This document has been generated with machine translation.
This document describes the steps for configuring SSO settings in the Microsoft Entra ID management console.
*For LegalOn's SSO settings, refer to [Set up SSO (Single Sign-On)].
Usage Conditions
*Please contact your company's IT Administrator regarding your Options service subscription status. *If you wish to apply for Options, please inform your assigned sales representative. |
Important Notes
Currently, SAML authentication only supports SP-Initiated SSO (where the Service Provider begins SAML authentication). This requires logging in from the LegalOn login screen each time. Please note that the authentication process will fail with an error if IdP-Initiated SSO is used.
If SSO is Enabled with incorrect settings, closing the browser or Logout will prevent subsequent logins. After enabling SSO, please ensure you test login success by following the " Test SSO Login " procedure in a separate browser or the same browser's incognito mode while keeping the SSO settings screen open.
SSO settings in the Entra ID management console
Basic SAML Configuration Settings
1. Click [Enterprise Applications] → [+ New Application]
2. Under [Create Your Own Application], enter (or select) the following items and click [Create]
Field | Input |
What is the name of your application? | Enter {any application name} Example: LegalOn |
What operation do you want to perform in the application? | Select [Integrate other applications not found in the gallery (outside the gallery)] |
3. Click [Single Sign-On], then select [SAML] from [Select Single Sign-On Method]
4. Select [Basic SAML Configuration], click [Save], and configure the following:
Identifier (Entity ID)
Paste the value from LegalOn's [SSO settings screen] → [Identity provider information] → [Entity ID(Identifier)]
Response URL (Assertion Consumer Service URL)
Paste the value from LegalOn's [SSO settings screen] → [Identity provider information] → [Endpoint URL].
After entering the values, please click [Save].
[Attributes and Claims] Settings
LegalOn's SAML authentication expects to receive the Email address value from Entra ID as the Name ID. Refer to the following for the configuration method.
1. Click [Save] under [Attributes and Claims]
2. Click [Unique User ID (Name ID)] and enter (or change) the following items
Item | Change in Input Value |
Name ID Format | Email address |
Source Attribute | user.mail |
After entering the value, please click [Save].
Values obtained from Microsoft Entra ID | LegalOn configuration items |
[Setup for {Enterprise Application Name}] → [Login URL] | Copy and paste into the [Identity provider endpoint URL (HTTP redirect)] field on the LegalOn SSO settings screen |
Entra ID's [SAML Certificate] → [Certificate (Base64)] | Method: Click [Download], then paste into the [SAML signing certificate (X.509 public key certificate issued by the identity provider)] field on LegalOn's SSO settings screen
|
Email domain enabled for SAML authentication | Enter it in the [Email domain] field of the LegalOn SSO settings screen. |
Troubleshooting
If the following error screen is displayed during login:
① Assign [user.userprincipalname] to the source attribute of [emailaddress]
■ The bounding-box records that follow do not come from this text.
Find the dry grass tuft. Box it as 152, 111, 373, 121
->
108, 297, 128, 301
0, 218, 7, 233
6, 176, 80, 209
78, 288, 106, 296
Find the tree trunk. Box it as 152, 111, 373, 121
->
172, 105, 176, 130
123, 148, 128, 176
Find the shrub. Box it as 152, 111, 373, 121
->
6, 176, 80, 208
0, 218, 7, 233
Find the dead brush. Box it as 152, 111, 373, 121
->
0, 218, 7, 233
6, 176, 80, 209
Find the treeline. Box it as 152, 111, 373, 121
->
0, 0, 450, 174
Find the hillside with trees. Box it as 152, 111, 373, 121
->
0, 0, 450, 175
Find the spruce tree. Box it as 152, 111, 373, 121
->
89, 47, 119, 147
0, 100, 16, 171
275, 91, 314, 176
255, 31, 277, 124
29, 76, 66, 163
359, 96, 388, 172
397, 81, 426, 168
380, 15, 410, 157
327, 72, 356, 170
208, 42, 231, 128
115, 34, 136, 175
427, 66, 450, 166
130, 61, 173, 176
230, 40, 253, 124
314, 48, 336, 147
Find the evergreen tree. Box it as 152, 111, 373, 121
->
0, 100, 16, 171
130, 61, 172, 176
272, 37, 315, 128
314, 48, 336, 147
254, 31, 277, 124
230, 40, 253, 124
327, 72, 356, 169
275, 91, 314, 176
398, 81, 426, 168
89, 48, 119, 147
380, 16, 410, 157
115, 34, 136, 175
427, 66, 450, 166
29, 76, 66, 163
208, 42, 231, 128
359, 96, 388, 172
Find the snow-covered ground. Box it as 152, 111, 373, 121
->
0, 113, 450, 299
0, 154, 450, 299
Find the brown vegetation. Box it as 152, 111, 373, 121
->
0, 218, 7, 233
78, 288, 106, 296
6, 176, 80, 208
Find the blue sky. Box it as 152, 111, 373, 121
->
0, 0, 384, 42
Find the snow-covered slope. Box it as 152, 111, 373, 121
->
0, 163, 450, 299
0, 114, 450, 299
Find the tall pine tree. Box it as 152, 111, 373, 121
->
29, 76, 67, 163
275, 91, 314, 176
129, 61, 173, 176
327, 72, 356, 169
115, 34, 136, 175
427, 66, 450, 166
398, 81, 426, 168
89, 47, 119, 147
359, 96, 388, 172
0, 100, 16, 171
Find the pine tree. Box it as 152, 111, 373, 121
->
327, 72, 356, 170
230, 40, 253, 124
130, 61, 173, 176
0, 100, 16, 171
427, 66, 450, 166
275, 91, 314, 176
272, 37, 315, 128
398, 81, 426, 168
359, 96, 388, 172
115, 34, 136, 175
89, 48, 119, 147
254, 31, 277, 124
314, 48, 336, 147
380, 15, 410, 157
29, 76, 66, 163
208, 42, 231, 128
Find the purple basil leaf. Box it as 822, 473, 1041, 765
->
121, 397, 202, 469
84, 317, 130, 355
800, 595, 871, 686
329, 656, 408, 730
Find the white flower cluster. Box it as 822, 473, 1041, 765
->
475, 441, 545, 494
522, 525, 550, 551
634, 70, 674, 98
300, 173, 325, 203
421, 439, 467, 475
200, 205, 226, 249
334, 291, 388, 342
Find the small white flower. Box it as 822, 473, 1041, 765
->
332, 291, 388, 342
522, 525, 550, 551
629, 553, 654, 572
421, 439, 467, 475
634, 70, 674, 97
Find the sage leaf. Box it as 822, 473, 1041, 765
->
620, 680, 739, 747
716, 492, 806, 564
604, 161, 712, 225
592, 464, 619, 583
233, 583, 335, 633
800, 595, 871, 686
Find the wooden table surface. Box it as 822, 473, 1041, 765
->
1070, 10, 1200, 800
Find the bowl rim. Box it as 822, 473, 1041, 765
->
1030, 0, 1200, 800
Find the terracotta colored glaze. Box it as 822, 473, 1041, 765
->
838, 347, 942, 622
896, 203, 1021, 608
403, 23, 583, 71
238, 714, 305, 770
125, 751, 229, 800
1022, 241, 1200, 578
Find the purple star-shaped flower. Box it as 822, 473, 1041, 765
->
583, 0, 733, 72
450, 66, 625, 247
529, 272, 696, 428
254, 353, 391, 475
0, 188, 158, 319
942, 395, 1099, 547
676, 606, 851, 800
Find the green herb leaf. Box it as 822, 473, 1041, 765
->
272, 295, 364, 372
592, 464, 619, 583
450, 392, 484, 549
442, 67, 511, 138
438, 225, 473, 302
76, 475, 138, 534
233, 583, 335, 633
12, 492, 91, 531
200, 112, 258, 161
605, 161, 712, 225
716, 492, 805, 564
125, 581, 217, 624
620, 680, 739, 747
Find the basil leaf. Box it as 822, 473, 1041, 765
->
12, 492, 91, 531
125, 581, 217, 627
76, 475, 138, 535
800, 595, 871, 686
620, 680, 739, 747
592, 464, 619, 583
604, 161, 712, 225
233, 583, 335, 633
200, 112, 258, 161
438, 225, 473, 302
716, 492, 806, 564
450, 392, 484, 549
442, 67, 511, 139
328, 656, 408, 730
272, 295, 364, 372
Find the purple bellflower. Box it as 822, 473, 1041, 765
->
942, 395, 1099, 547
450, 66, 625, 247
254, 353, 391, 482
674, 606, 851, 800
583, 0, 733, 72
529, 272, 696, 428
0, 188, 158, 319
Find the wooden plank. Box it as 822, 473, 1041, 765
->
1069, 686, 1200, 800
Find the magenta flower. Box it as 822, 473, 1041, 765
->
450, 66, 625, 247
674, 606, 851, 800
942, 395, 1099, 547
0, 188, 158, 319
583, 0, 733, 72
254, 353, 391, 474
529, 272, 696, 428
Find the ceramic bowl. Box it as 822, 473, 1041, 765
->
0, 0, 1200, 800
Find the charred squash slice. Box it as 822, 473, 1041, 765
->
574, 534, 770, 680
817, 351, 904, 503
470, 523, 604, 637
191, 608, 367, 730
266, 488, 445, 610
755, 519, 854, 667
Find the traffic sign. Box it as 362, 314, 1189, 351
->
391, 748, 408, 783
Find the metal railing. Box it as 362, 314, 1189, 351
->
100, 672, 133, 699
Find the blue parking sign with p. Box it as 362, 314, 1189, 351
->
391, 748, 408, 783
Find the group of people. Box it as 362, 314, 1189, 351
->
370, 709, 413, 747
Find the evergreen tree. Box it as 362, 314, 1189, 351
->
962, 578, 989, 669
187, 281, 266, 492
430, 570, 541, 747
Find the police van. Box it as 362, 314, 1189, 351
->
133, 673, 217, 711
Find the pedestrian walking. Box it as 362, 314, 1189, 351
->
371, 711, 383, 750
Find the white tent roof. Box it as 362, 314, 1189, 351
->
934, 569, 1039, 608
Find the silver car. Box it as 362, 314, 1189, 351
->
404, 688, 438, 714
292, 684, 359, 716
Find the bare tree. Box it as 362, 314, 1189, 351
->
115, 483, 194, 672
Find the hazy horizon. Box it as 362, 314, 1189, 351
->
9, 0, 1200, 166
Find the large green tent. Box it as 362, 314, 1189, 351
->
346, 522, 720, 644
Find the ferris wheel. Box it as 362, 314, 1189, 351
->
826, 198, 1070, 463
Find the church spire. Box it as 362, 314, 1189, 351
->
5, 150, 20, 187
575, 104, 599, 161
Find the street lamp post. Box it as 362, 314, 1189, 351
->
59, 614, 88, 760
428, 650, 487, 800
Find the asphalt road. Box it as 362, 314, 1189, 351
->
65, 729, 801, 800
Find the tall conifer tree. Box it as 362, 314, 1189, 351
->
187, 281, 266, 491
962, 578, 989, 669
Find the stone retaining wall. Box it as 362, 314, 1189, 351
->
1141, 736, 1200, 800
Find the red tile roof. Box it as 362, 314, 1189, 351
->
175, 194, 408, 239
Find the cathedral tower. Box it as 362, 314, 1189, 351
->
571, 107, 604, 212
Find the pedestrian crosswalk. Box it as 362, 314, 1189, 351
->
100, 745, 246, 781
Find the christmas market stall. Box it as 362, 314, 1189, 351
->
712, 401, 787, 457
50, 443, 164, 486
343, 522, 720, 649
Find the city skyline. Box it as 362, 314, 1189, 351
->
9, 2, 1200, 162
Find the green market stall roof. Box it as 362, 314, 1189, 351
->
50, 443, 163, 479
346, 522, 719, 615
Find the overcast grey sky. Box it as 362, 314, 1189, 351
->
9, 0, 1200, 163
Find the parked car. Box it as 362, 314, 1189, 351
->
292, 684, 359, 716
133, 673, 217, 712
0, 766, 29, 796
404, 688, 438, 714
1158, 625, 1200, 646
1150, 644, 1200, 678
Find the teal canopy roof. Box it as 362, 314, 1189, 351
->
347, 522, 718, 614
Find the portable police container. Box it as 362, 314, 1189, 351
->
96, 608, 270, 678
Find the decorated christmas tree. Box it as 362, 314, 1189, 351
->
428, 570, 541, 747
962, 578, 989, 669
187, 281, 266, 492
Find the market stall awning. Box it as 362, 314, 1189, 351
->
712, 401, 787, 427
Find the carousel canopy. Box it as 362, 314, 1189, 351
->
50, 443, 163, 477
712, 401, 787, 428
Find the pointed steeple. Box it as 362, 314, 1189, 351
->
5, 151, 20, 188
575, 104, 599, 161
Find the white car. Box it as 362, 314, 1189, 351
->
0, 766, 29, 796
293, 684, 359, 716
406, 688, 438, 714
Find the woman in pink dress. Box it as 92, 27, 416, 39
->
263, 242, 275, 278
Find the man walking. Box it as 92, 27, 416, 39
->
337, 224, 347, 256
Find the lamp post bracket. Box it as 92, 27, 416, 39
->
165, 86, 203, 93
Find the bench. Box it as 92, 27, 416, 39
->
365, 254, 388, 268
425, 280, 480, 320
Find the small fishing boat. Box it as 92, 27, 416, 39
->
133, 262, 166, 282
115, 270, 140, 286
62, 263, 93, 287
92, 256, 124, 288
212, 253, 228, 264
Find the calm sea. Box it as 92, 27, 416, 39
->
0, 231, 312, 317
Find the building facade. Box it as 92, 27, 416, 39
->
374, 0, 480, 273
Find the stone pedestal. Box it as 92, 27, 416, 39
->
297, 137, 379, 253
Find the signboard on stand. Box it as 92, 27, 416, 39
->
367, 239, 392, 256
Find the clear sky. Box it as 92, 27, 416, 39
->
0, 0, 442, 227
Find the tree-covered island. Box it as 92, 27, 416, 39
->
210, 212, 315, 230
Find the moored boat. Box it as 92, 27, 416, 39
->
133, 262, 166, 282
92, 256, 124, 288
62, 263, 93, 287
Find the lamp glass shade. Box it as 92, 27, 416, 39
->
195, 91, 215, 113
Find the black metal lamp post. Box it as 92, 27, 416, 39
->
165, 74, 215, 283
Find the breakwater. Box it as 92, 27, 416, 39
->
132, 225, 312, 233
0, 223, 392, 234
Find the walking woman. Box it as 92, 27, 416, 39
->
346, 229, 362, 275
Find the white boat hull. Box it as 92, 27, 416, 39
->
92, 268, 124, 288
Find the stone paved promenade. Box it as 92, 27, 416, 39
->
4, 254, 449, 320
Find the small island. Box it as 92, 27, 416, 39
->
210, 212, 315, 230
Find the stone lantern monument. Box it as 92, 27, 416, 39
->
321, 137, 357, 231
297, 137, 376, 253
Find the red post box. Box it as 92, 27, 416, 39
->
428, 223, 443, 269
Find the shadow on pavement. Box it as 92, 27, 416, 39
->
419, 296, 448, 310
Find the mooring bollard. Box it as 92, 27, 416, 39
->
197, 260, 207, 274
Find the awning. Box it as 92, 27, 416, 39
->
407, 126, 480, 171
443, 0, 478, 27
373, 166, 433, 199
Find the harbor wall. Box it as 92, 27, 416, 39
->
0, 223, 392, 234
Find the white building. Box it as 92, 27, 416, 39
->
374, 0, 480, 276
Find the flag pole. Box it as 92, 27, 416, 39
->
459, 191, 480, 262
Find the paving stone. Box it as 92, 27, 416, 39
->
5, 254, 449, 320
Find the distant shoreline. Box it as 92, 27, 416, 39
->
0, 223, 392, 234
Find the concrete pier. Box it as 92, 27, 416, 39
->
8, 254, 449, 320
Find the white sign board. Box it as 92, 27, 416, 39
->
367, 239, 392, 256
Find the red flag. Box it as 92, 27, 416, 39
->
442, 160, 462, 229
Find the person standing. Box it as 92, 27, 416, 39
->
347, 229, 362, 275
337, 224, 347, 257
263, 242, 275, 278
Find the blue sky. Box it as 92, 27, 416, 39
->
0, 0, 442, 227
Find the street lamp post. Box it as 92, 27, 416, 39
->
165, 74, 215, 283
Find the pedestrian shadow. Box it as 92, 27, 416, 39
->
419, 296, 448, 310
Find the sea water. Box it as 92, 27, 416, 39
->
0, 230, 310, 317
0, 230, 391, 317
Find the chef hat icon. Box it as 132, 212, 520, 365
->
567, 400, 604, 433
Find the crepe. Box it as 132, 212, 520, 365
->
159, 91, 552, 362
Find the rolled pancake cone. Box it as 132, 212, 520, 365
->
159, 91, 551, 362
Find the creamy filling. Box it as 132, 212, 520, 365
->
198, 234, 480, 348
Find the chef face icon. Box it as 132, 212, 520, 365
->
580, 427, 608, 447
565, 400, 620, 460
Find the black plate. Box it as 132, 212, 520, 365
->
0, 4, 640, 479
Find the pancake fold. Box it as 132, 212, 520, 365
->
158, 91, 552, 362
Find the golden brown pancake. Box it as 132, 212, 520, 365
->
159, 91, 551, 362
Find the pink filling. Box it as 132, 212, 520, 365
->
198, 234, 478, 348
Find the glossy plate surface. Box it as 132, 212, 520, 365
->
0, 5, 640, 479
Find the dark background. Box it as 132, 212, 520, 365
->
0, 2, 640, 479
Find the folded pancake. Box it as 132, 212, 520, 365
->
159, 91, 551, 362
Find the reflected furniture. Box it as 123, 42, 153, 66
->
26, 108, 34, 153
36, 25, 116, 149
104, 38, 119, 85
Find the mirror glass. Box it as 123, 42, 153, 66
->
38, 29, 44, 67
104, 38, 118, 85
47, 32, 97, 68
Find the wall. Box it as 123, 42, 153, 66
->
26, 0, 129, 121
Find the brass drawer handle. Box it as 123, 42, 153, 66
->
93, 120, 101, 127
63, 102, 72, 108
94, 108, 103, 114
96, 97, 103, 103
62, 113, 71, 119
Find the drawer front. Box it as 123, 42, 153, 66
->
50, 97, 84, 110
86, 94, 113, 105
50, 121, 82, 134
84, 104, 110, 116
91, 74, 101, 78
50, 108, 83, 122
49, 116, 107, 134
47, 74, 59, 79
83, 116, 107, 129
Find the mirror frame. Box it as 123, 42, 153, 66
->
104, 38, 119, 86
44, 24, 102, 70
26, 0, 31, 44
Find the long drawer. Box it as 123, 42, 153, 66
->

Click [Add New Claim] under [Attributes and Claims], then configure the following item and value (*).
Name: emailaddress
Source: Attribute
Source attribute: user.userprincipalname
(*) If there is an item with the value [user.mail] under [Attributes and Claims] → [Add Requests]:
Click the claim name [user.mail] and please enter the email address to be used for SSO login.
② Restart the tab or browser, Open " https://app.legalon-cloud.com/ ", and perform SSO Login again.
If the issue persists, contact the support team via " Get Support - How to Contact Us ".
This completes the Entra ID side configuration.
After completing these settings, proceed with the SSO settings on the LegalOn side.
For instructions on SSO settings on the LegalOn side, refer to "Set up SSO".